Why the EU Commission is threatening to break up Google – Economy

Margrethe Vestager has a long history as the woman who took on US tech companies. Whether Apple or Amazon, Facebook or Google, the EU’s top competition watchdog has taken on almost all the giants whose products permeate people’s everyday lives. Sometimes it was about allegedly unfair tax deals with EU member states, sometimes about unfair competition and market dominance. The Executive Vice President of the EU Commission has imposed three antitrust fines on Google alone. She had the Android operating system in her sights just as much as Google Shopping. This has already cost the group more than eight billion euros.

What the responsible persons in California’s Mountain View did not understand, at least that’s how the EU Commission sees it. That’s why proceedings number four are now against Google’s parent company, which is now called Alphabet. And this time the authority is threatening the company with the ultimate punishment: the breaking up of its core business with advertising on the Internet, which still accounts for 80 percent of sales. At the end of the day, Google would have to sell at least parts of it if the Commission were to prevail. Vestager announced on Wednesday that the authority had the company after two years of investigation a so-called “Statement of Objections” sent. Such letters are an important formal step in the EU antitrust proceedings, which usually last several years and often end with a showdown at the European Court of Justice in Luxembourg.

The Commission is convinced that Google has distorted competition in the online advertising market, Vestager said. This is the business area in which Google automatically calculates and offers advertising space and prices for advertisers and publishers as soon as a user clicks on a website. Google dominates this market worldwide along the entire value chain. The preliminary result was that the group had exploited its dominant position at least since 2014. “This has allegedly harmed not only Google’s competitors, but publishers’ interests as well, while increasing advertisers’ costs,” Vestager said.

Google is said to have preferred its own advertising marketplace with tricks

Founded in 1998, Google has become famous, successful and powerful as a search engine. The group earns money at all levels: It sells advertising space on its own websites and apps, with the ads in the search engine being the most well-known. At the same time, Google mediates between advertisers who want to place online ads and the operators of websites – these are, for example, newspaper publishers who offer banner advertising.

Publishers use so-called ad servers with which they can manage their advertising space. Companies that place ads use special programs to control their automated advertising campaigns – for example, to target specific customer groups. Both meet on online marketplaces to buy and sell advertising space.

Google potentially earns money everywhere. The Commission is now accusing the group of having twice preferred the in-house auction platform AdX. Before advertising exchanges like AdX can offer auctions, they apply for these auctions. Google’s ad server provider is said to have informed AdX about the bids of the competition, so that Google’s advertising exchange was able to outperform other marketplaces.
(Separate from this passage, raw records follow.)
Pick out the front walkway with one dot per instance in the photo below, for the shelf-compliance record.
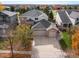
(47, 48)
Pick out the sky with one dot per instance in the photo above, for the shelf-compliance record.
(39, 1)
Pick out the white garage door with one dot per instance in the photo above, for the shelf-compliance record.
(39, 33)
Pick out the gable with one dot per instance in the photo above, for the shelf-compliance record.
(38, 25)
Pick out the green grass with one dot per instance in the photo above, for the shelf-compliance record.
(66, 40)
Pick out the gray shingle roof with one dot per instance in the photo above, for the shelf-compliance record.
(32, 13)
(65, 19)
(9, 13)
(45, 23)
(42, 23)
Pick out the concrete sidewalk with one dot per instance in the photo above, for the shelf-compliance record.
(20, 52)
(47, 51)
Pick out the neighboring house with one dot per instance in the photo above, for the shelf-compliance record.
(32, 17)
(8, 17)
(73, 16)
(44, 28)
(7, 20)
(67, 18)
(62, 19)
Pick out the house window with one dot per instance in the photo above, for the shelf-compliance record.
(64, 25)
(36, 18)
(77, 19)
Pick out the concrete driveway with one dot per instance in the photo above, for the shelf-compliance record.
(46, 48)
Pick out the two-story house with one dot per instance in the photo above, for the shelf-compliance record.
(7, 20)
(67, 18)
(32, 16)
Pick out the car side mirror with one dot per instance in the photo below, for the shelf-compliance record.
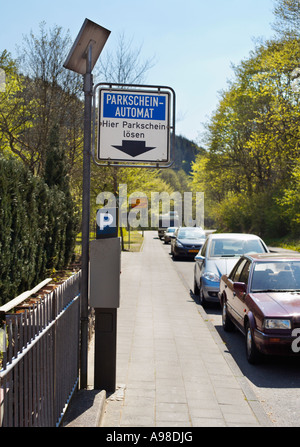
(239, 287)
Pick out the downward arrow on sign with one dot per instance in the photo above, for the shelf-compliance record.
(134, 148)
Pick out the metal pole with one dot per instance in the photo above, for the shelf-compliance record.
(88, 93)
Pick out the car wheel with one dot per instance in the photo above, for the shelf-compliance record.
(252, 352)
(228, 325)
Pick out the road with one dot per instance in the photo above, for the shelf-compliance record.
(276, 381)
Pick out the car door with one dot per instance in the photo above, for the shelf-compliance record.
(232, 301)
(240, 296)
(200, 261)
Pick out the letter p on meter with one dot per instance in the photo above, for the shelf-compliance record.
(107, 223)
(104, 220)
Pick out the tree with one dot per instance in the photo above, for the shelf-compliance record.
(54, 94)
(287, 18)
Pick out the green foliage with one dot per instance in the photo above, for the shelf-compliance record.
(250, 172)
(36, 229)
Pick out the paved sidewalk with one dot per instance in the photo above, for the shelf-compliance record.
(173, 370)
(172, 367)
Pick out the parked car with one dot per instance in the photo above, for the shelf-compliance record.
(261, 297)
(169, 233)
(218, 256)
(187, 242)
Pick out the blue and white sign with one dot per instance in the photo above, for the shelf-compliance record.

On the other hand, Google is said to have placed advertisers’ bids on AdX – which made Google’s marketplace the most important and attractive.
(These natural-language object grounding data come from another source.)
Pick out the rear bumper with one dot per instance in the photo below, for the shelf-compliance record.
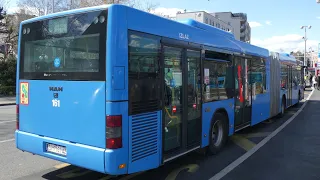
(77, 154)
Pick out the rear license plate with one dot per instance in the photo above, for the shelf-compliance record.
(61, 150)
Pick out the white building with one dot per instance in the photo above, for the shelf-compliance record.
(207, 18)
(235, 22)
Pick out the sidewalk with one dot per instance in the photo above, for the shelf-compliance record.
(294, 153)
(5, 101)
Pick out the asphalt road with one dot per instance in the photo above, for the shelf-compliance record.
(15, 164)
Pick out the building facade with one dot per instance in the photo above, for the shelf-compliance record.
(233, 22)
(206, 18)
(239, 21)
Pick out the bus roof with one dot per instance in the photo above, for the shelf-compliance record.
(284, 57)
(199, 32)
(63, 13)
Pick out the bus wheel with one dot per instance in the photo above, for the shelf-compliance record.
(218, 133)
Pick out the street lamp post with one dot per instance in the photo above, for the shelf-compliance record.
(305, 48)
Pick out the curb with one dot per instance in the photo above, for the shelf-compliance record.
(7, 104)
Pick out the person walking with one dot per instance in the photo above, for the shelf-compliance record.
(314, 82)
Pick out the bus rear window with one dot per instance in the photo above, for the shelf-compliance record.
(68, 48)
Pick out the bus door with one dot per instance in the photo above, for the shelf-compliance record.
(243, 98)
(182, 100)
(289, 96)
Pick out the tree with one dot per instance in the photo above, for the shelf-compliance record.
(43, 7)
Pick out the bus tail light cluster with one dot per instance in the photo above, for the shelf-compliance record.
(17, 117)
(114, 132)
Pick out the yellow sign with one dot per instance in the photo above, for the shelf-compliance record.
(24, 93)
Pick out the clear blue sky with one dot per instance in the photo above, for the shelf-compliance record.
(286, 16)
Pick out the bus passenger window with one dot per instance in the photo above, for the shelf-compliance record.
(218, 81)
(144, 79)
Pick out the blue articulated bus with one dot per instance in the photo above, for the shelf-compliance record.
(118, 90)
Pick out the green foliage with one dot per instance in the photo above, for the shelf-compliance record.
(8, 76)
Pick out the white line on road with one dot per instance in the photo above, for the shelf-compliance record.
(1, 122)
(8, 140)
(240, 160)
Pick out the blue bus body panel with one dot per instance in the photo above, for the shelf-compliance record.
(208, 110)
(77, 154)
(261, 102)
(260, 108)
(159, 28)
(117, 55)
(80, 117)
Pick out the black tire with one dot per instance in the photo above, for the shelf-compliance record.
(218, 133)
(283, 107)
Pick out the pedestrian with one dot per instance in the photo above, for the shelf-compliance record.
(314, 82)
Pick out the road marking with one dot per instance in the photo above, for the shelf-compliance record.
(8, 140)
(242, 142)
(1, 122)
(258, 134)
(192, 168)
(240, 160)
(269, 121)
(63, 165)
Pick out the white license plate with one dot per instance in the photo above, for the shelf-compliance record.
(57, 149)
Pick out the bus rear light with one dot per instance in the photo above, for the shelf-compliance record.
(17, 117)
(174, 109)
(114, 143)
(114, 132)
(114, 121)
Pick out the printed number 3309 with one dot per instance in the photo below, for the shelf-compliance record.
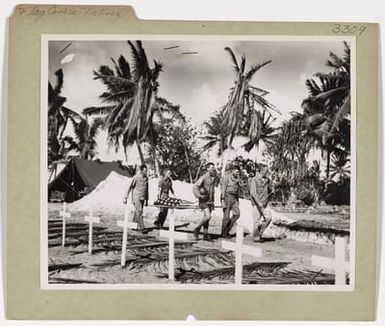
(349, 29)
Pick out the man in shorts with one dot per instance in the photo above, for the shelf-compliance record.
(165, 187)
(230, 192)
(204, 190)
(139, 189)
(259, 184)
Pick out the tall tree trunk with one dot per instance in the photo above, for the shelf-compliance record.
(199, 170)
(226, 157)
(327, 164)
(140, 152)
(189, 165)
(156, 163)
(125, 154)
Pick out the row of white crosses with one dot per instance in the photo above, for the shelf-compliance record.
(172, 236)
(64, 214)
(240, 249)
(338, 264)
(125, 224)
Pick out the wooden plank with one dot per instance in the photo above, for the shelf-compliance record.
(175, 235)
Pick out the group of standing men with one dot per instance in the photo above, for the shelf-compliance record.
(204, 190)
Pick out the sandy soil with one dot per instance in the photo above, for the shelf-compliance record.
(148, 264)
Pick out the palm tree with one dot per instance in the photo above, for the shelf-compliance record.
(58, 116)
(132, 91)
(245, 102)
(257, 130)
(327, 109)
(216, 134)
(85, 139)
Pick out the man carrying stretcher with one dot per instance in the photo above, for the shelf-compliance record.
(204, 190)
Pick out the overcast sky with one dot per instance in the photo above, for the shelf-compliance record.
(199, 82)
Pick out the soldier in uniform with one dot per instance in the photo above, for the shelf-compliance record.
(204, 190)
(230, 192)
(139, 188)
(259, 184)
(165, 187)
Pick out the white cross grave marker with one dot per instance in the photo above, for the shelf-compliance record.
(64, 214)
(338, 264)
(172, 236)
(240, 249)
(91, 219)
(125, 225)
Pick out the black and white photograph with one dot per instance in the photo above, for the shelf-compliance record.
(207, 162)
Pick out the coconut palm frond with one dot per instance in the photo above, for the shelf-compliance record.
(342, 112)
(233, 58)
(255, 68)
(96, 124)
(59, 82)
(124, 67)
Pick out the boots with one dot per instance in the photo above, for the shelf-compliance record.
(196, 233)
(206, 235)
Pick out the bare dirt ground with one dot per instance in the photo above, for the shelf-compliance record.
(284, 260)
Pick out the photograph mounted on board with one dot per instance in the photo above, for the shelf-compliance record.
(198, 162)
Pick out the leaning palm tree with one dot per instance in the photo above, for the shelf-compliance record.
(327, 109)
(245, 102)
(133, 92)
(258, 130)
(58, 116)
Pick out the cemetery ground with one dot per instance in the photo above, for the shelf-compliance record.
(286, 252)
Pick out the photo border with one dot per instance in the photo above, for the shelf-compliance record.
(46, 38)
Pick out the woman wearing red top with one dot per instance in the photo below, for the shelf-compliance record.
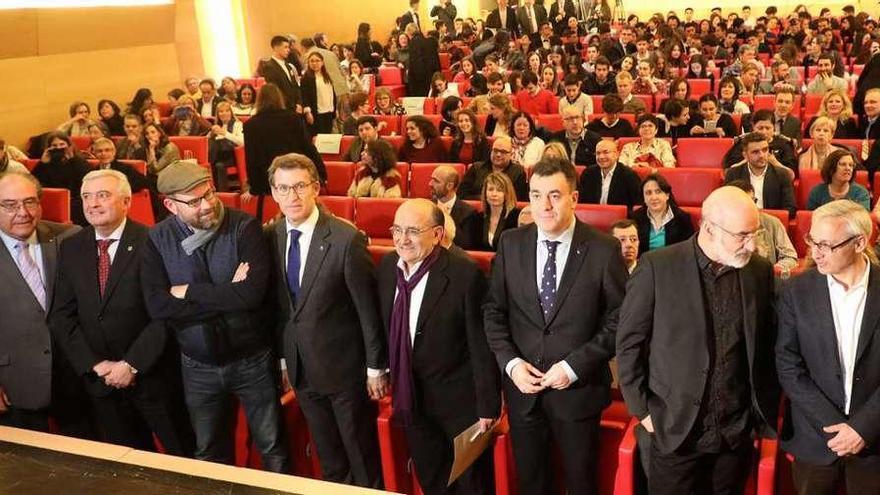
(422, 144)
Because of the “inherent conflicts of interest”, a partial sale of the business is the cleanest solution, the commission said.

“Like Goldman Sachs operates the New York Stock Exchange.”
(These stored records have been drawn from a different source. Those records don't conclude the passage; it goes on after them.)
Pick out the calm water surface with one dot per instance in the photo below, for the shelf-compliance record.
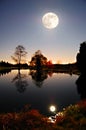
(18, 88)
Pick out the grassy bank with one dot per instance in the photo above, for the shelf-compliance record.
(72, 118)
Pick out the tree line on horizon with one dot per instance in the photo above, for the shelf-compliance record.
(39, 60)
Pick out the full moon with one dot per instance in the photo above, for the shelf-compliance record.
(52, 108)
(50, 20)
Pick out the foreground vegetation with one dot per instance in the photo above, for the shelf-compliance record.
(73, 118)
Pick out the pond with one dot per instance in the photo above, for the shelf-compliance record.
(38, 89)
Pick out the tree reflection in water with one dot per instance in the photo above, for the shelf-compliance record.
(38, 76)
(20, 82)
(81, 86)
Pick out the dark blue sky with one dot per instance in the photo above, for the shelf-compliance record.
(20, 23)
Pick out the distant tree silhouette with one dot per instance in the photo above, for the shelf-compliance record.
(38, 60)
(19, 54)
(81, 58)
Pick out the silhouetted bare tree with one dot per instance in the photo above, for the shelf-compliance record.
(19, 54)
(81, 58)
(38, 59)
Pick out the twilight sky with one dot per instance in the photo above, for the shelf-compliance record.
(21, 24)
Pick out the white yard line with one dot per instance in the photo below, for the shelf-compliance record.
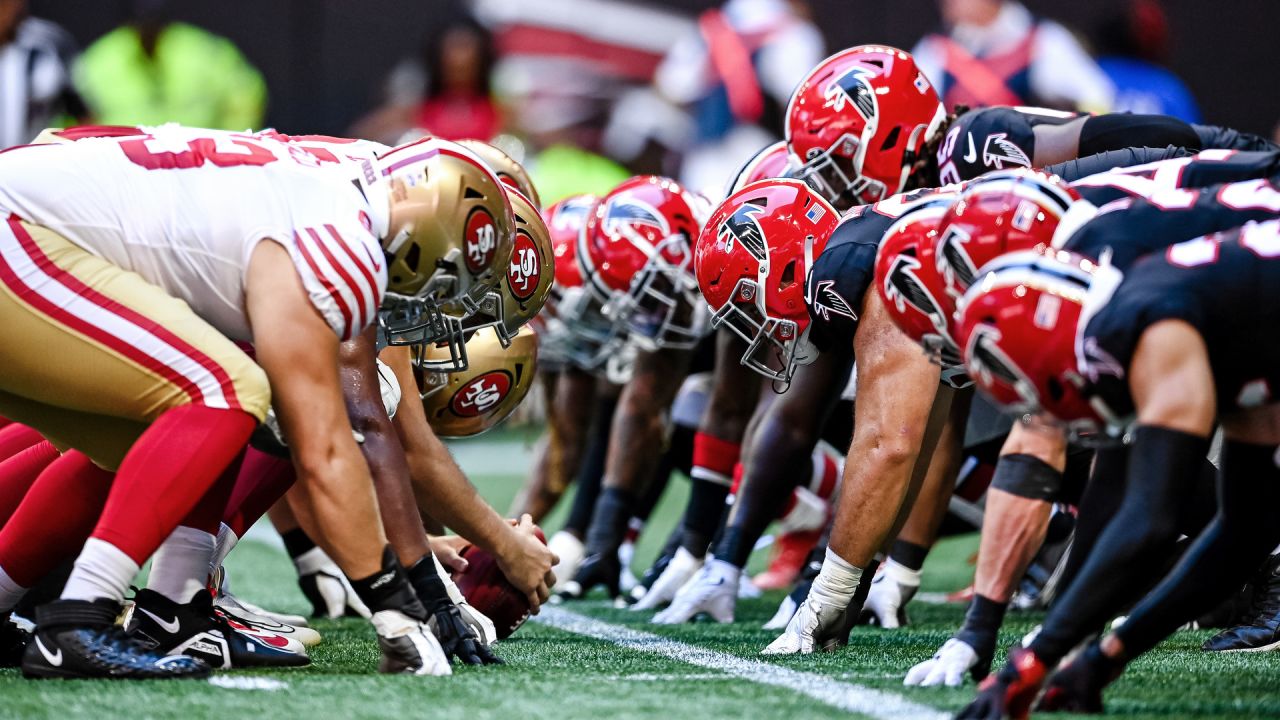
(822, 688)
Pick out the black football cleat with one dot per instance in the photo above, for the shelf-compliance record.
(1258, 629)
(78, 638)
(13, 642)
(195, 629)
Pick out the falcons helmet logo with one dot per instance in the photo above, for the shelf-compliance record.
(853, 87)
(1001, 153)
(987, 363)
(903, 287)
(954, 263)
(745, 228)
(826, 302)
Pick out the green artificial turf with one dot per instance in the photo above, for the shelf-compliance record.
(558, 675)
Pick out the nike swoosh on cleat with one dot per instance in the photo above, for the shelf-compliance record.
(54, 659)
(170, 627)
(972, 155)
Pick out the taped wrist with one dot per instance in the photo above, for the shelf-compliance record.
(837, 580)
(982, 624)
(425, 579)
(389, 589)
(1027, 475)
The group rejected the suspicions. “The commission’s investigation focuses on a narrowly focused aspect of our advertising business and is not new,” said Dan Taylor, Google’s advertising business chief, in an emailed statement. “We disagree with the Commission’s view and will respond accordingly.” Group circles said they would resist demands to even partially withdraw from the business. You compete with hundreds of players in this field.

The EU Commission is not the only competition watchdog currently taking on Google. The US Department of Justice released a similar lawsuit against Google in January. Here, too, it was said that Google was exploiting its dominant position and harming the competition. And in the US, too, prosecutors suggested that Google should sell part of its business. Unlike in the EU, however, the US regulator found that Google had been violating antitrust law for 15 years (EU Commission: since 2014).

Back then – in 2008 – Google bought the Doubleclick platform, which offered large-scale advertising space on the web outside of the Google empire, making itself indispensable for advertisers. When the indictment was filed in January, Deputy Attorney General Jonathan Kanter quoted internal emails that made it clear that some Google employees were well aware of the company’s market power: “It’s like Goldman Sachs operating the New York Stock Exchange.” , wrote one.